Rake uploads:migrate_from_s3 fails

Aha, thank you! I’ll give it a crack.

Ugh so no luck, @neounix @mcdanlj @vinothkannans. Still failing. But at least there’s a new/different error message…

Here’s what I tried today:

  1. Upgrade to latest Discourse, just to be sure.
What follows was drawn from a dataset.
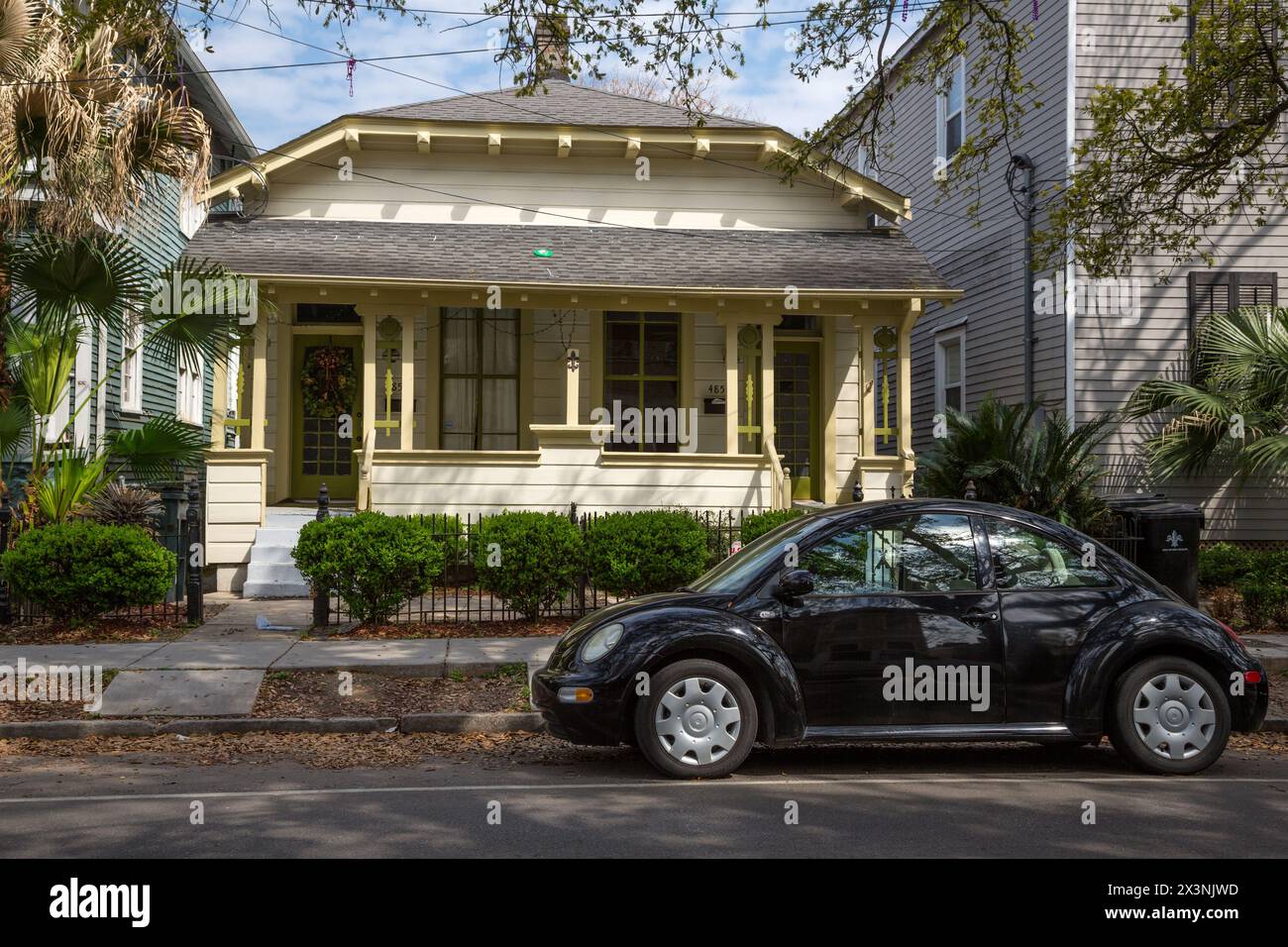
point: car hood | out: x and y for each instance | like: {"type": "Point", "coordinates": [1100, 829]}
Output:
{"type": "Point", "coordinates": [643, 603]}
  2. Add my s3_bucket in config/discourse.conf

  3. ./launcher enter app

  4. Edit containers/app.yml and added DISCOURSE_S3_BUCKET var

  5. Tried rake uploads:migrate_from_s3 and now it fails with a new error message (before it was downcase causing the problem, now it appears to be start_with?):

/var/www/discourse# rake uploads:migrate_from_s3
Migrating uploads from S3 to local storage for 'default'...
rake aborted!
NoMethodError: undefined method `start_with?' for nil:NilClass
/var/www/discourse/app/models/site_setting.rb:161:in `absolute_base_url'
/var/www/discourse/lib/tasks/uploads.rake:138:in `migrate_from_s3'
/var/www/discourse/lib/tasks/uploads.rake:118:in `block in migrate_all_from_s3'
/var/www/discourse/vendor/bundle/ruby/2.6.0/gems/rails_multisite-2.3.0/lib/rails_multisite/connection_management.rb:68:in `with_connection'
/var/www/discourse/vendor/bundle/ruby/2.6.0/gems/rails_multisite-2.3.0/lib/rails_multisite/connection_management.rb:78:in `each_connection'
/var/www/discourse/lib/tasks/uploads.rake:118:in `migrate_all_from_s3'
/var/www/discourse/lib/tasks/uploads.rake:93:in `block in <main>'
/usr/local/bin/bundle:23:in `load'
/usr/local/bin/bundle:23:in `<main>'
Tasks: TOP => uploads:migrate_from_s3
(See full trace by running task with --trace)
  1. So then I tried ./launcher rebuild app

  2. And again ./launcher enter app, rake uploads:migrate_from_s3

Same problem exactly:

/var/www/discourse# rake uploads:migrate_from_s3
Migrating uploads from S3 to local storage for 'default'...
rake aborted!
NoMethodError: undefined method `start_with?' for nil:NilClass
/var/www/discourse/app/models/site_setting.rb:161:in `absolute_base_url'
/var/www/discourse/lib/tasks/uploads.rake:138:in `migrate_from_s3'
/var/www/discourse/lib/tasks/uploads.rake:118:in `block in migrate_all_from_s3'
/var/www/discourse/vendor/bundle/ruby/2.6.0/gems/rails_multisite-2.3.0/lib/rails_multisite/connection_management.rb:68:in `with_connection'
/var/www/discourse/vendor/bundle/ruby/2.6.0/gems/rails_multisite-2.3.0/lib/rails_multisite/connection_management.rb:78:in `each_connection'
/var/www/discourse/lib/tasks/uploads.rake:118:in `migrate_all_from_s3'
/var/www/discourse/lib/tasks/uploads.rake:93:in `block in <main>'
/usr/local/bin/bundle:23:in `load'
/usr/local/bin/bundle:23:in `<main>'
Tasks: TOP => uploads:migrate_from_s3
(See full trace by running task with --trace)

Any other ideas?

Doing this process is a real drag btw-- I have to pre-schedule and announce the forum outage days in advance, then on the day of, change the main site so folks can’t get into the forum, and then I have to shut down the forum server on Dig Ocean and take a snapshot before proceeding. That’s ~30 minutes right there. Then I start it up again and then I can try the steps above. I am SO regretting setting up Amazon S3 for media storage! I’ve burned hours trying to undo that choice and still no luck (and still a big $$$ bill from Amazon each month). I’d love to get to the bottom of this. How can I help?

That line is:

        if SiteSetting.Upload.s3_region.start_with?("cn-")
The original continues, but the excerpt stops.